Another important lesson from the Uptime analysis is that automation has not removed the human factor. If anything, it has changed its form. Even in highly automated environments, human error remains central to the problem. The report notes that in 2025, the share of outages caused by human failure to follow procedures rose by 10 percentage points compared with 2024. A related industry summary of the report notes that 58% of human error-related outages were caused by staff failing to follow established procedures.

That matters because cloud providers often position automation as the answer to reliability. Automation is essential, but it only works as well as the operational model that surrounds it. If teams deploy changes too quickly, rollback paths are weak, approval chains are bypassed, or procedures are incomplete, automation can accelerate failure rather than prevent it. In a modern cloud environment, a human mistake is rarely just a single keystroke. It is more often a design weakness in process, governance, testing, or accountability.

This is also why customers should resist the comforting notion that outages are somebody else’s problem once workloads move to the cloud. Provider-side mistakes remain real, but customer architectures are increasingly entangled with provider networking, identity, observability, and platform services. When an outage occurs, the customer may not have caused it, but they still bear the business impact. The shared responsibility model does not end with security. It extends to resilience planning as well.

Better change management

The Uptime data points to a clear conclusion: Cloud providers need to treat operational discipline as a first-class design requirement. That starts with better change management. High-risk changes should be tested more aggressively, staged more gradually, and accompanied by stronger rollback mechanisms. Providers also need better dependency mapping to understand how a change in one control layer can affect services far beyond its immediate scope. If the system is too complex to clearly explain, it is too complex to operate.

Providers also need to improve procedural quality. The rise in outages caused by failing to follow procedures suggests that procedures are being ignored under operational pressure or that they are too cumbersome, outdated, or unclear for real production conditions. Neither explanation is comforting. Stronger runbooks, better training, more realistic failure drills, and tighter operational guardrails are not glamorous investments; they are increasingly central to resilience.

Another pressure point is visibility. Uptime notes that software-based and distributed resiliency tools can improve availability, but they also introduce new risks and complicate root-cause analysis. Cloud providers need more transparent and faster incident diagnosis, not just more layers of abstraction. Customers cannot build trust in resilience if every major incident becomes a long exercise in reconstructing opaque service dependencies after the fact.

Design with outages in mind

What’s the financial impact of more frequent problems? Uptime’s 2024 analysis found that 54% of respondents reported that their most recent significant outage cost more than $100,000, and 20% said it cost more than $1 million. These are not edge-case losses.

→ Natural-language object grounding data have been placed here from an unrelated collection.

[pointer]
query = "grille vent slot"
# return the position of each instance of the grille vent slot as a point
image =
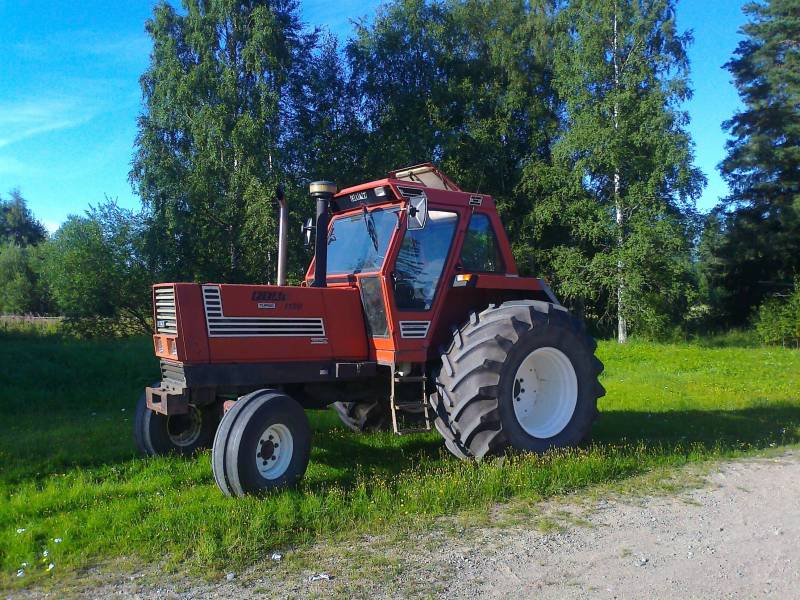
(166, 319)
(414, 329)
(221, 326)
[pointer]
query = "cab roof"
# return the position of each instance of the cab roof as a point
(404, 183)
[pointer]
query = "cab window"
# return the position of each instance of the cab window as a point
(421, 261)
(481, 251)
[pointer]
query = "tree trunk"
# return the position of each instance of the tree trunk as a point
(622, 324)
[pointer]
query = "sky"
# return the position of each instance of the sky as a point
(70, 96)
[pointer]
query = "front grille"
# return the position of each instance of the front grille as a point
(221, 326)
(414, 329)
(166, 320)
(172, 374)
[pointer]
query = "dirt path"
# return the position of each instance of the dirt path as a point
(736, 537)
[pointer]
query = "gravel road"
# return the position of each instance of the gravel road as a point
(737, 536)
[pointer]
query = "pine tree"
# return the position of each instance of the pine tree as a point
(210, 150)
(625, 205)
(760, 252)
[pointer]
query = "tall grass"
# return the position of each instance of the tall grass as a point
(69, 469)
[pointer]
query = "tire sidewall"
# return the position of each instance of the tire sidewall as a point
(542, 336)
(267, 410)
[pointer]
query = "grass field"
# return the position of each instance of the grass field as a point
(68, 469)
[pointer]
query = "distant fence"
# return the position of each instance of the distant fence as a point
(29, 319)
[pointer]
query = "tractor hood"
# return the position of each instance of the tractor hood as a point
(211, 322)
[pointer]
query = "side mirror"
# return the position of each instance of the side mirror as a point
(307, 230)
(417, 211)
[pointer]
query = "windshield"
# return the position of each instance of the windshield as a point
(358, 243)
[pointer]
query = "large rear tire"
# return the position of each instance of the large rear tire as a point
(157, 435)
(523, 375)
(263, 443)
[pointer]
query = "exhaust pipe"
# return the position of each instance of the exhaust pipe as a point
(283, 226)
(323, 192)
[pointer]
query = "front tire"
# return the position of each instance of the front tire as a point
(158, 435)
(263, 443)
(520, 375)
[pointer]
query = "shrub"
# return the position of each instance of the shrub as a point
(778, 320)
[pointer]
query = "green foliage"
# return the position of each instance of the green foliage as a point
(615, 215)
(95, 267)
(758, 252)
(16, 281)
(17, 224)
(213, 138)
(778, 320)
(70, 470)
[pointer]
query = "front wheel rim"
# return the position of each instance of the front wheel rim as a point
(274, 451)
(545, 392)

They show that outages remain costly even if they are less frequent than in earlier years.

Customers need to stop evaluating cloud resilience through uptime promises and start evaluating it through failure behavior. How does a provider isolate faults? How transparent is incident communication? How portable are workloads if a major service degrades? How dependent is the architecture on a single region, network path, identity service, or control plane? These are not just technical questions; they are now critical business questions.

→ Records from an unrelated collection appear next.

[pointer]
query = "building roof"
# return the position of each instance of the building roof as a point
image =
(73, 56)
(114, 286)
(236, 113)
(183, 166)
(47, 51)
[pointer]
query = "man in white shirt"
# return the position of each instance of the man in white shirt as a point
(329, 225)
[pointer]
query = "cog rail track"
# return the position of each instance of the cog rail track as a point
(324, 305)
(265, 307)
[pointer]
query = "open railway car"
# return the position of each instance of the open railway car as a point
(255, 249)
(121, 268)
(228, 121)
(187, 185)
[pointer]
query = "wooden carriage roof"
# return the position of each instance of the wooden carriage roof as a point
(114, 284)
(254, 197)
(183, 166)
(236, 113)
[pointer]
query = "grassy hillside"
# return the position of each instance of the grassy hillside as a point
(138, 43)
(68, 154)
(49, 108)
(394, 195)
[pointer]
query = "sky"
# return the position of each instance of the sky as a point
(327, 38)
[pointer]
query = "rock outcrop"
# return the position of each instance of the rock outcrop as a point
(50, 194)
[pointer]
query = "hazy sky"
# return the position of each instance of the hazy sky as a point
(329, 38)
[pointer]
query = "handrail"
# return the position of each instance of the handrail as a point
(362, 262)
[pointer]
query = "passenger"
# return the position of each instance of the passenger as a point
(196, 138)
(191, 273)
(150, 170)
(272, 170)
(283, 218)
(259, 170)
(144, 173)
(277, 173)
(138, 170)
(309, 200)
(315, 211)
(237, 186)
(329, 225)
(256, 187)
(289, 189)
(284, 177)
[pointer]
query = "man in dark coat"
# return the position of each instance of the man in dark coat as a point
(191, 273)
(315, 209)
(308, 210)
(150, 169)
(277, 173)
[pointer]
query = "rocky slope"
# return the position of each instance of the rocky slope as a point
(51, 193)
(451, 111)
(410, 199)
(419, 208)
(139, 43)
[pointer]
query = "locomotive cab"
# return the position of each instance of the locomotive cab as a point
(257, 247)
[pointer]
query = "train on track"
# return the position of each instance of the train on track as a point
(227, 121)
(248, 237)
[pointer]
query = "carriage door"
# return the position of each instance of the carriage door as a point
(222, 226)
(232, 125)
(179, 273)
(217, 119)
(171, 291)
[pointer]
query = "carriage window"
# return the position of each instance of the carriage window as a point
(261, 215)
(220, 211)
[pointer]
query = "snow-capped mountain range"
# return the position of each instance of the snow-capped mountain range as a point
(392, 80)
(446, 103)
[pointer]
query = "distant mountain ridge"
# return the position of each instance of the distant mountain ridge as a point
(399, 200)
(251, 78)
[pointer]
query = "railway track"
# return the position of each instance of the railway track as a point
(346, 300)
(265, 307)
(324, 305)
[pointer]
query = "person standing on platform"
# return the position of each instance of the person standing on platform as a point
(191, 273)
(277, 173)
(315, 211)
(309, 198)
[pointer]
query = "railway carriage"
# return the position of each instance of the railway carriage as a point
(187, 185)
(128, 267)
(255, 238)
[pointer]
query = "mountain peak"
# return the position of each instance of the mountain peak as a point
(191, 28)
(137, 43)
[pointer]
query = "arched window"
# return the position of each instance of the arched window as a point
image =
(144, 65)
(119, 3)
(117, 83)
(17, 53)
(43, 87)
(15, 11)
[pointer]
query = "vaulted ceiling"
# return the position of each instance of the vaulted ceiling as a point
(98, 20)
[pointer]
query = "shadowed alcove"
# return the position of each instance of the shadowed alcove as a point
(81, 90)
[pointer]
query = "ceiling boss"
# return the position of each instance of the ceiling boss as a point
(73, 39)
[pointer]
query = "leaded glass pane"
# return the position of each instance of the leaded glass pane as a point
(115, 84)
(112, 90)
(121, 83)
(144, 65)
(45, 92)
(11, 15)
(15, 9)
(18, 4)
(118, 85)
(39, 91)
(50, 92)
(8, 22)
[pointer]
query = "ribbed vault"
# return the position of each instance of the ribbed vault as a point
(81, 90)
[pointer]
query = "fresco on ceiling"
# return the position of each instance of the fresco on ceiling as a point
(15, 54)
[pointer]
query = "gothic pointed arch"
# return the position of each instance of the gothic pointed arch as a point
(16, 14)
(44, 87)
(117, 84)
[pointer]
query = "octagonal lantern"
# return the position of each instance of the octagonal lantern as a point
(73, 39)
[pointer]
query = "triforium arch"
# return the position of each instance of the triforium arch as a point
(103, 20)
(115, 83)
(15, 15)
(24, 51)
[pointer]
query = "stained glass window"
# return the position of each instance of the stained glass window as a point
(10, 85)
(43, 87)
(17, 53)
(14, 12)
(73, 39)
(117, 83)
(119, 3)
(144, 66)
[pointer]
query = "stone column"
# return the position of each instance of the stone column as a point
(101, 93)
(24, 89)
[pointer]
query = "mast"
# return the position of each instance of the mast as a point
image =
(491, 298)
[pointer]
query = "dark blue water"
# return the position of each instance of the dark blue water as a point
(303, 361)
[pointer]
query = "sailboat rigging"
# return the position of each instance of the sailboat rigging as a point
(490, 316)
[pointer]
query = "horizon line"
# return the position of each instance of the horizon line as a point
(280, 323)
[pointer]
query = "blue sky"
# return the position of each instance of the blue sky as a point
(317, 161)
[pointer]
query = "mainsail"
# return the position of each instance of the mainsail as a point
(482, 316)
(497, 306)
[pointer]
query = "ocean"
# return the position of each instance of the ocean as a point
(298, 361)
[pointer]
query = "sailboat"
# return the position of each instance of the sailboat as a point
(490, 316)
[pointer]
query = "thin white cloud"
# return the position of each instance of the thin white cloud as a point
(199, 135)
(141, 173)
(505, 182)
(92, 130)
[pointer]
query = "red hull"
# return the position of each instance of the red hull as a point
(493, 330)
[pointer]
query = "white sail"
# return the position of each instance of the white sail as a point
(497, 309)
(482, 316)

The core lesson from Uptime’s data is simple. Outages are becoming a bigger problem for cloud providers and customers because the cloud’s biggest vulnerabilities are increasingly tied to complexity, process failures, and control-plane mistakes, not just broken infrastructure. In addition to adding redundancy, the next phase of cloud improvement will focus on building systems that are easier to understand, safer to change, and more disciplined to operate.